The projections of the pelvis and upper thigh bones on each side of Ricky Martin’s body, the artists formally known as 90s Latino Pop superstars Ricky Martin’s Hips, are the latest names to take a spin in the fun swivelling chairs of the Keith Urban replacement on The Voice rumour mill, with today’s Telegraph reporting that Ricky Martin’s Hips are being scouted by producers at Channel Nine to fill the spectacularly well-coiffed hole left by the American Idol defector Urban, who is now fulfilling his life-long dream of being surrounded on all sides of his life by gargantuan egos and weaves as opposed to just one side – whichever side Delta is on.
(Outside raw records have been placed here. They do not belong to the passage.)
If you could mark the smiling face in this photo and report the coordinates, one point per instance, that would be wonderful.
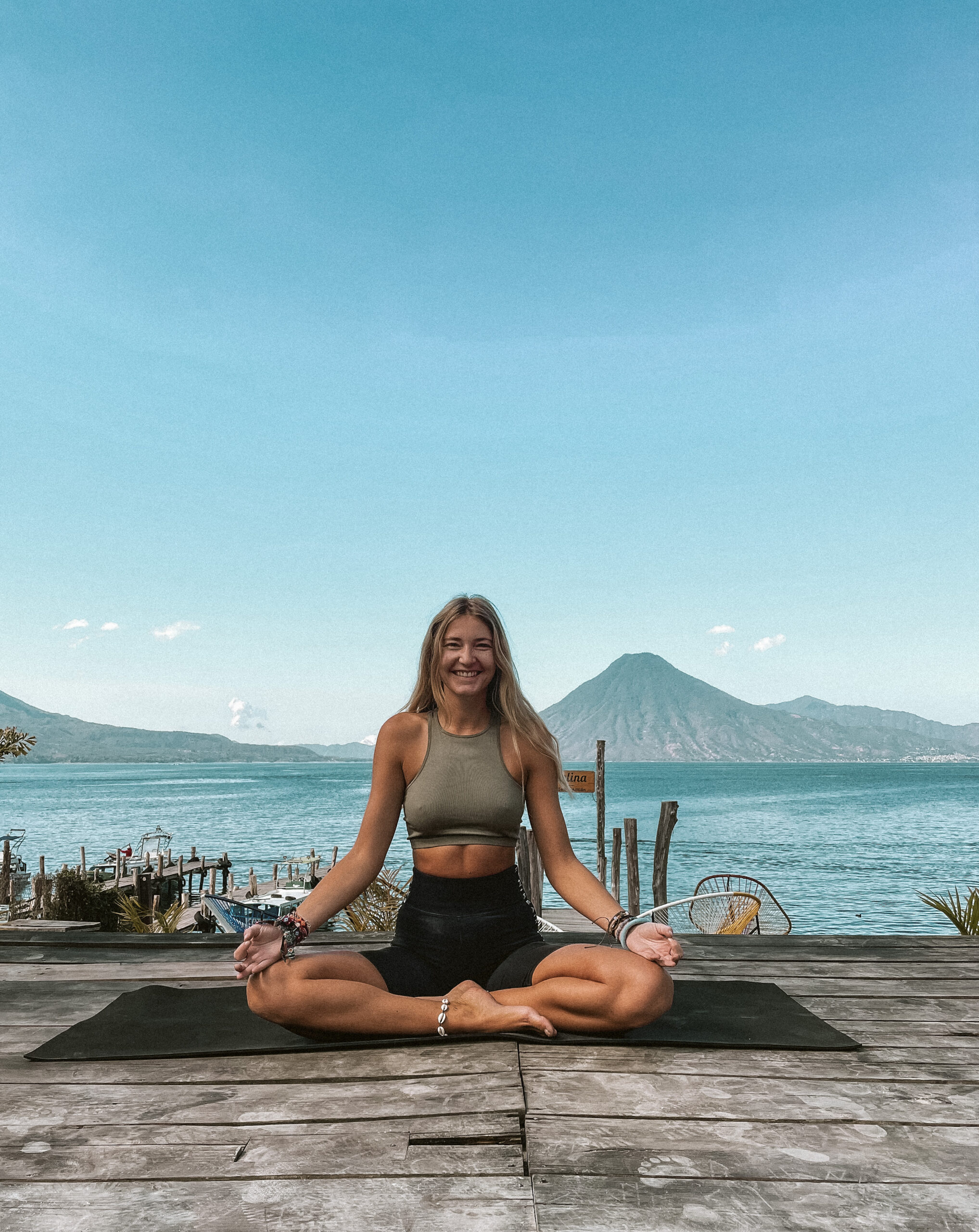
(467, 665)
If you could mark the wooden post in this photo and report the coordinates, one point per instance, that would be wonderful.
(531, 869)
(632, 864)
(661, 853)
(600, 865)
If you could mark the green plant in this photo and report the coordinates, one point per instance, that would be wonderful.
(14, 743)
(964, 916)
(78, 898)
(376, 910)
(136, 918)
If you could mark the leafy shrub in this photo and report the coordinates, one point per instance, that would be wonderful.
(964, 916)
(376, 910)
(76, 898)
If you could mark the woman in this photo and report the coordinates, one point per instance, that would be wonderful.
(462, 760)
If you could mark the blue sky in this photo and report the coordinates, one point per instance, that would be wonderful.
(639, 318)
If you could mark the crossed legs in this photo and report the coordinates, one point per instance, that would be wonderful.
(577, 988)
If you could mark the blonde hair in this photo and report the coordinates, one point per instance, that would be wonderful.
(504, 696)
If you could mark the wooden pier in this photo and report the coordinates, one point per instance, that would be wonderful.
(498, 1138)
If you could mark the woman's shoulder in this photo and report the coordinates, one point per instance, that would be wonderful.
(403, 726)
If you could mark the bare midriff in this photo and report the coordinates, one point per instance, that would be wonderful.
(472, 860)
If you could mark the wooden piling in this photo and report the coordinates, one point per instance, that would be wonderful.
(632, 864)
(600, 863)
(661, 853)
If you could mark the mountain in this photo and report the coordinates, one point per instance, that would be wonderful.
(965, 740)
(647, 710)
(62, 738)
(353, 752)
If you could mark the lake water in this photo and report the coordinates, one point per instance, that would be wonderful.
(844, 848)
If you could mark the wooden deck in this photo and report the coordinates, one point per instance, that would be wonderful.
(498, 1138)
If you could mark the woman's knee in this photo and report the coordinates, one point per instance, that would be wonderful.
(267, 993)
(641, 997)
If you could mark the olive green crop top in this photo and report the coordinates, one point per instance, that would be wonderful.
(463, 793)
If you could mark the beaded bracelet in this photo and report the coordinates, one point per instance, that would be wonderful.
(295, 929)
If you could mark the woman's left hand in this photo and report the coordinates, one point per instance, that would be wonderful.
(657, 943)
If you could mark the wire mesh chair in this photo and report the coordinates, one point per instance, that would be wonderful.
(771, 921)
(718, 912)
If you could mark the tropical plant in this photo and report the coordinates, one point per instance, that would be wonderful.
(137, 920)
(14, 743)
(76, 897)
(376, 910)
(964, 916)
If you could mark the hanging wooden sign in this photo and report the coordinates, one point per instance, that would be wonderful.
(580, 780)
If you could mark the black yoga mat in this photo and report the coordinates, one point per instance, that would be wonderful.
(162, 1022)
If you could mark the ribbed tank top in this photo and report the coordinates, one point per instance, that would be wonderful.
(463, 793)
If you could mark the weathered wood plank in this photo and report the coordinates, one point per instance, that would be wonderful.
(749, 1150)
(435, 1146)
(863, 989)
(34, 1105)
(893, 1009)
(488, 1204)
(18, 1040)
(324, 1067)
(920, 1035)
(758, 1099)
(148, 971)
(870, 1065)
(647, 1204)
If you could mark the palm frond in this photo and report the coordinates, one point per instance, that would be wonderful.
(376, 910)
(964, 916)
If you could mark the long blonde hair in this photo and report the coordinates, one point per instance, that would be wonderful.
(504, 696)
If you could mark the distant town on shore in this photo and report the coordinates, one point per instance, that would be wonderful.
(643, 707)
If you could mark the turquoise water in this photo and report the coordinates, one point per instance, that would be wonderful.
(843, 847)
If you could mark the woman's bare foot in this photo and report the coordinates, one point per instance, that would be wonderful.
(472, 1011)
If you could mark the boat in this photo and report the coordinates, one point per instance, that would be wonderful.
(236, 914)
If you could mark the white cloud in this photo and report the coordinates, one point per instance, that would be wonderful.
(175, 630)
(244, 715)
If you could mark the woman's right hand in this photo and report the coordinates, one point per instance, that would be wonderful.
(260, 949)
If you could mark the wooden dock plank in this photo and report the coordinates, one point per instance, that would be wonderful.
(758, 1099)
(751, 1150)
(34, 1105)
(649, 1204)
(434, 1204)
(470, 1145)
(868, 1065)
(473, 1057)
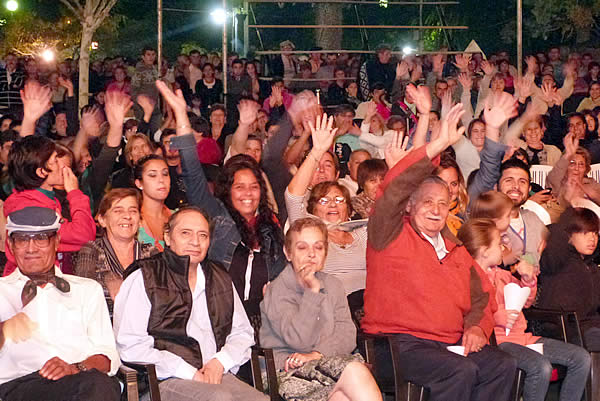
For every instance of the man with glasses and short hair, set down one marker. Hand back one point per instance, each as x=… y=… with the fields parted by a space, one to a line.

No formal announcement of all four coaches will be made until 2013, with a Channel Nine spokesperson recently informing us that before then they “won’t be making any comment on the speculation regarding any of the rumoured season 2 coaches,” which is no fun. Martin joins a considerably more mellow Martin, Chris Martin, Kylie, James Blunt (who is supposed to be retired) and human fedora Jason Mraz on the rumoured replacement shortlist.
Enrique’s Hips, who in the last few years came out and are raising two adorable twin boys while juggling a career on the stage, should make for an excellent addition to the show alongside other attributes that were famous in the Nineties, including Joel Madden’s Questionable Body Adornments, Delta Goodrem’s Hair and Everything About Seal.